Monday, November 11, 2013

MTA Membranes

NB: All numbers refer to pages in Jesper Hoffmeyer, Biosemiotics, Chicago: U. of Scranton Press, 2008.

You’ve made it this far and all you can do now if you want to maintain or improve or prevent catastrophe to your mental state is wrap that bubble right around you and close it off. Put your arms akimbo a bit more than necessary, stick a foot to the side "for balance", take the whole pole. Glare, or smile, brazenly. Earbuds, Beats, Bose, Skullcandy - get the music flowing any way you can. (A white line and two white dots in the ears were the symbol of selfhood a few years back; the scene has again diversified.) Sunglasses or pseudo-sleep, recreate the sensory environment to suite your interests. Draw into yourself, whether you are pissed off at the world, at peace with it, needing to 'keep it real', or having the Best Day Ever.

 via Gothamist/Shawn Ferreyra

Like so many amoebas we pack the subway cars, struggling to keep the membrane closed that protects us from the outside world and contains us. 

There was a man on the Q train into Brooklyn, a normal looking man in the scheme of things, but out cold, spreadeagle on his back on the floor in the middle of the car. No one could tell if he was alive or dead or dead drunk - he was poked and prodded, laughed at and scorned - until finally he let out an epic snore.

Most of us are not quite so successful at closing off the outside world - we are forced to continually acknowledge it, even if it's a crowded NYC subway and we'd rather not. Yet "this outward reference rests upon a corresponding inward reference, such that one could say that other-reference presupposes self-reference," and "because my experience of the self is necessarily an experience of a kind of corporeality, it can not be separated from an experience of the other..." (26). This inside/outside asymmetry brings us back to ourselves, like it or not.

Hood down, scarf up - hidden away and lost in thought we suddenly feel something terrifying. A hand has touched ours on the pole we hang onto. Our membrane is punctured and the true membrane, the skin, is touched. Move the hand but how to react - it's summer/sweaty and gross, it's winter/a germ-ridden nightmare, and either way that shouldn't have happened - hand to hand is a lover's touch or a friendly reassurance, a sign of hope and desired connectedness, it's not a random thing to just have happen. "The organizing principle of the membrane...the semiotic bridge" (29) has been breached, thrown out of whack. How to react?
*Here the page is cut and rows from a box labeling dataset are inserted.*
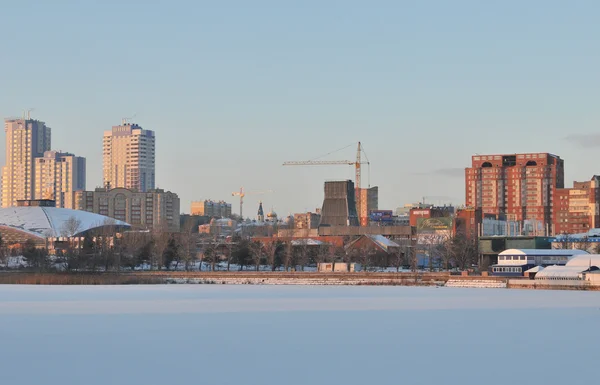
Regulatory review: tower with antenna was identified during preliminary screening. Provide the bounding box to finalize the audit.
[283,142,379,226]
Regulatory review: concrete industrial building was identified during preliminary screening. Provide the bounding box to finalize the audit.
[2,118,51,207]
[34,151,86,209]
[74,188,180,232]
[319,180,359,226]
[465,153,564,228]
[553,175,600,234]
[191,200,231,218]
[102,120,155,192]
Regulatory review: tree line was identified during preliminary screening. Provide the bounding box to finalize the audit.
[0,218,478,272]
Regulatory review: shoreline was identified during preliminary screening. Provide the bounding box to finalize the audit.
[0,271,600,291]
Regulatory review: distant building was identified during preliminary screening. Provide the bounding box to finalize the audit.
[410,206,454,227]
[465,153,564,227]
[553,175,600,234]
[103,121,155,192]
[294,212,321,229]
[17,199,56,207]
[256,202,265,222]
[319,180,359,226]
[34,151,86,209]
[454,207,483,239]
[358,186,379,226]
[191,200,231,218]
[198,218,237,237]
[0,207,130,247]
[2,118,51,207]
[74,188,180,232]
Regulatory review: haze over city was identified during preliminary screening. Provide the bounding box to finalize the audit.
[0,1,600,215]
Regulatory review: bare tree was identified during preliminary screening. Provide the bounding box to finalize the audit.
[151,228,170,270]
[202,238,220,271]
[250,241,263,271]
[263,240,281,271]
[293,239,310,271]
[448,235,479,271]
[281,241,294,271]
[232,238,252,271]
[315,243,332,264]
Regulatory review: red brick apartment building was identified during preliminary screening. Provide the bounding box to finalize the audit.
[554,175,600,234]
[465,153,564,227]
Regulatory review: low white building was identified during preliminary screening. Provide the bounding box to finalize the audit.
[535,254,600,284]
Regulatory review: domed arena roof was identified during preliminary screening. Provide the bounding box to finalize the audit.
[0,206,131,240]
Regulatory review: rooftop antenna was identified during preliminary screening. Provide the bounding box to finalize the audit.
[121,112,137,126]
[23,108,35,120]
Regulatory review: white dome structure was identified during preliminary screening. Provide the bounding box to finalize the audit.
[0,206,131,242]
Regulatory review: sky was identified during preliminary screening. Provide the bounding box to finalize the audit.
[0,0,600,216]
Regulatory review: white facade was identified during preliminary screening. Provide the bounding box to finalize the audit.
[103,122,155,192]
[0,206,129,238]
[498,249,588,266]
[34,151,86,209]
[2,119,51,207]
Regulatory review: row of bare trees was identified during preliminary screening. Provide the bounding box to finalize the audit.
[0,214,478,271]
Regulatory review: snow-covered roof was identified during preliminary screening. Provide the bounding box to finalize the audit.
[346,235,400,253]
[565,254,600,269]
[535,266,587,279]
[0,206,130,238]
[292,238,325,246]
[367,235,400,251]
[498,249,589,257]
[524,266,544,273]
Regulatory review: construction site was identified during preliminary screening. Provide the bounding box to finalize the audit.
[278,142,412,238]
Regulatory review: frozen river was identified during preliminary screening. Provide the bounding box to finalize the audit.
[0,285,600,385]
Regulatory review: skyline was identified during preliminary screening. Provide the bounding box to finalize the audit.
[0,1,600,216]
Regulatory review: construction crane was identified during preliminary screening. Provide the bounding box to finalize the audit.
[283,142,371,224]
[231,187,273,219]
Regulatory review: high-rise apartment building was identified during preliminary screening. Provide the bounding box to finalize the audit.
[2,118,51,207]
[103,121,155,192]
[74,188,180,231]
[191,200,231,218]
[553,175,600,234]
[34,151,86,209]
[356,186,379,226]
[465,153,564,227]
"The skin keeps the world away in a physical sense but present in a psychological senseBut the very fact that the world can be felt is already a complex phenomenon that doesn't just presuppose that there are receptors...but also that biological meanings are assigned to these sensations." (18-19) "The generation of meaning starts in the skin many milliseconds before the brain brings forth a conscious interpretation." (23) The chain of reaction is a procession of semiotic relations, triads, one into another, stereognosis, memory, context...resulting in a final interpretant, our "sudden" reaction - whether it's pleasure or pain, disgust or...nothing, and we unconsciously move our own hand away.
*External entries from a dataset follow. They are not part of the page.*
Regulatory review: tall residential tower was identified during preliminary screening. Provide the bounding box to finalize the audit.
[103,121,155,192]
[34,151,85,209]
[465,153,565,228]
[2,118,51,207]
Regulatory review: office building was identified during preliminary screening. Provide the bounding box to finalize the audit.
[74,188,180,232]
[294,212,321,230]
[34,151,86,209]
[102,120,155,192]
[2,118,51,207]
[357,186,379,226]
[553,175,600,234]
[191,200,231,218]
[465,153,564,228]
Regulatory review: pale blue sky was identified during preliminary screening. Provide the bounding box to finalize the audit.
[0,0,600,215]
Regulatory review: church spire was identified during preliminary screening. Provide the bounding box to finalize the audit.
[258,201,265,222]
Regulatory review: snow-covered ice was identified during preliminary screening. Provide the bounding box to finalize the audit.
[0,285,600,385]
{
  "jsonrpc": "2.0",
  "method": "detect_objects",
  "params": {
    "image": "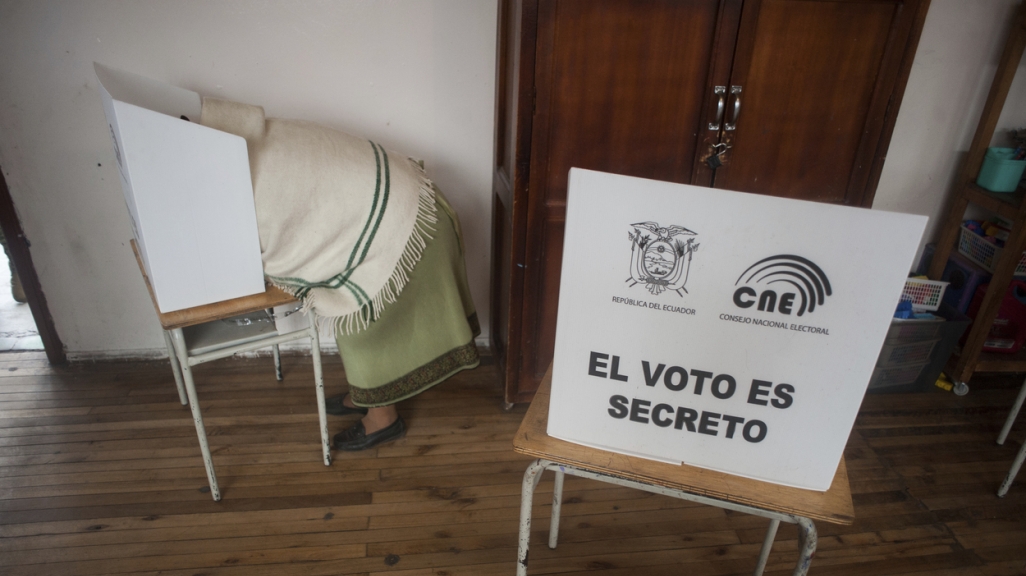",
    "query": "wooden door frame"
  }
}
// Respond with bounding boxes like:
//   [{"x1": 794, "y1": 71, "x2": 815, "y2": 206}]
[{"x1": 0, "y1": 166, "x2": 68, "y2": 364}]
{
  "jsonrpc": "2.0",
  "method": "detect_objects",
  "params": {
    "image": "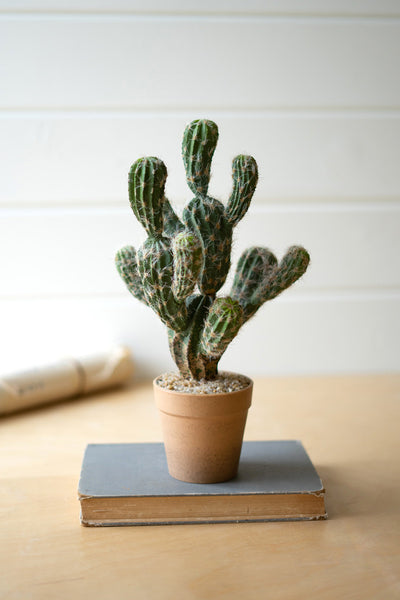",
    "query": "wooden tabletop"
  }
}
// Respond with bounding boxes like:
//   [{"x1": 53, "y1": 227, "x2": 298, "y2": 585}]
[{"x1": 0, "y1": 375, "x2": 400, "y2": 600}]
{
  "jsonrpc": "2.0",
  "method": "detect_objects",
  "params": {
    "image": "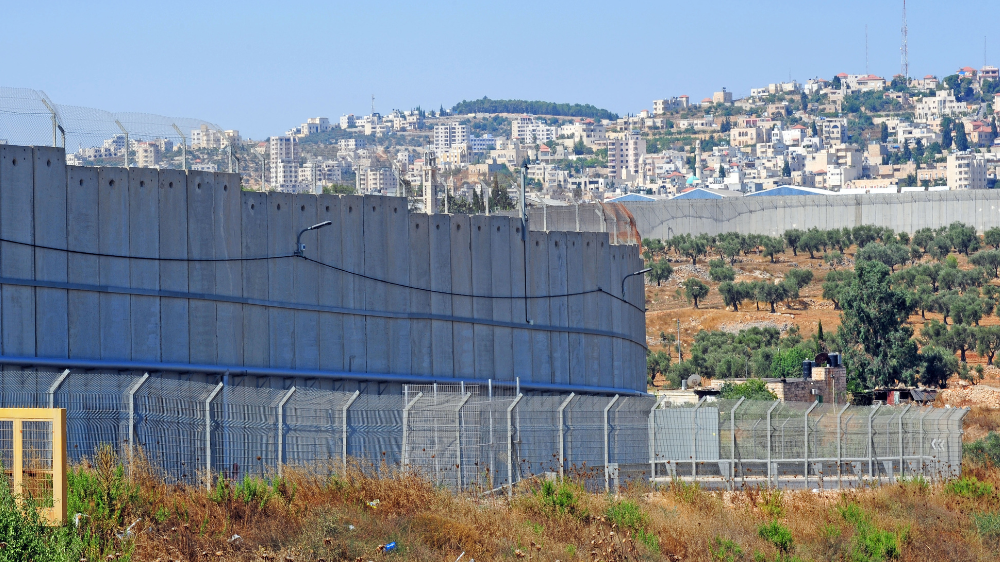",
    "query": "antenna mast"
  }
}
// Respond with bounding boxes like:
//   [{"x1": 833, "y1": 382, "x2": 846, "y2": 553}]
[{"x1": 899, "y1": 0, "x2": 910, "y2": 81}]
In the end, we must remind ourselves (as we do anyway, to bring ourselves to board the subway day after day), that "to complete the evolution into a true living system, the autocatalytic system's proto-membrane would need to develop into an actual interface...There must, in other words, be established a feedback loop between the system of other-reference (the membrane system) and the system of self-reference (RNA, DNA)." Whether we ride the subway wrapped in a membrane of the glee of tourists (hi mom!) or the misery of a cursed Macbeth, the experience aids our process of individuation - our "semipermeable membrane closes itself upon itself and thenceforth connects its continuing existence to a partially trapped, autocatalytic, and agentive self-existing system." (37)
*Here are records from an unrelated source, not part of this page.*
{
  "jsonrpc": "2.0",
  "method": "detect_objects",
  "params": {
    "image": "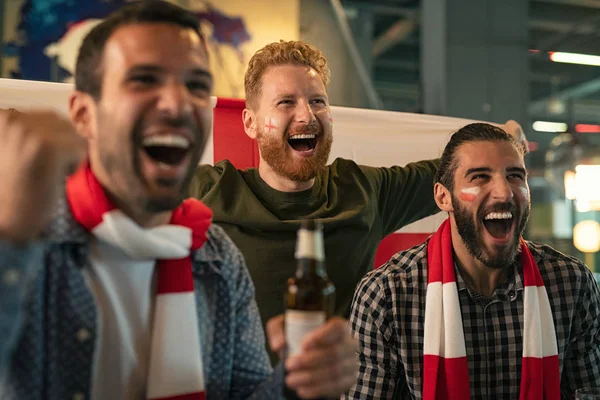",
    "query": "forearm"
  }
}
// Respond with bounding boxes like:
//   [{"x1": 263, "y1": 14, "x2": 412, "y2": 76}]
[{"x1": 0, "y1": 241, "x2": 43, "y2": 372}]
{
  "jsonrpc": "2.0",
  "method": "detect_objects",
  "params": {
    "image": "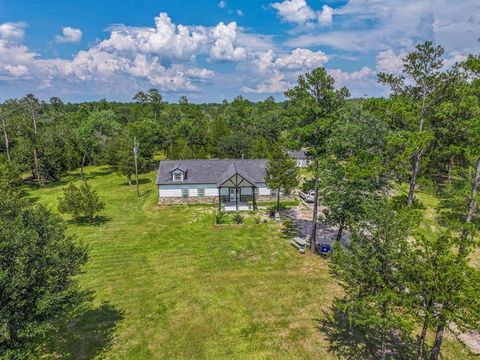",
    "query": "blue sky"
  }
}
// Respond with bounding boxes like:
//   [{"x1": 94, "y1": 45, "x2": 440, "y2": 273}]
[{"x1": 0, "y1": 0, "x2": 480, "y2": 102}]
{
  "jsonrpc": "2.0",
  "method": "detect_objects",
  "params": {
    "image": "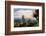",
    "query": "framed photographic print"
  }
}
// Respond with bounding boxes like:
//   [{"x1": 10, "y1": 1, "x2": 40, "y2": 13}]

Even when the b-boys bump up the jams and bust it out, backflipping in your face - during rush hour.

via Nicole Bengiveno/The New York Times


M. said...

I really enjoyed this post. I like the way you bring Hoffmeyer's discussion of skin as influencing our idea of personhood and boundaries between the inside and outside, into the setting of subway, where these issues are present on so many different levels.

Brett Ostrum said...

Does anyone else have the experience that their "membrane" (or personal bubble) expands or contracts depending on the subway environment? If the car is almost empty, my membrane doesn't stop at my skin. It ends a few inches from my body and anything I am holding, like my backpack. If the car is crowded, the membrane contracts closer to my skin, and I don't mind having people brushing up against me/my stuff quite so much. My reactions to others crossing this barrier changes depending on the environment too. If someone accidentally touches me in a crowded car I dismiss it quickly and it doesn't bother me. If, however, someone crossed the membrane in an almost empty car I would be much more uncomfortable.

Peter Macfarlane said...

The extent of people's bubble is always an interesting thing to watch on the subway. In general people do not talk to strangers on the subway unless it is to offer directions. One exception I saw the other day was that people are much more willing to talk to others when they are in costume (a Gandolf I saw at 42nd street). This was on a weekend night so the people breaking through the membrane could easily have not been regular subway users.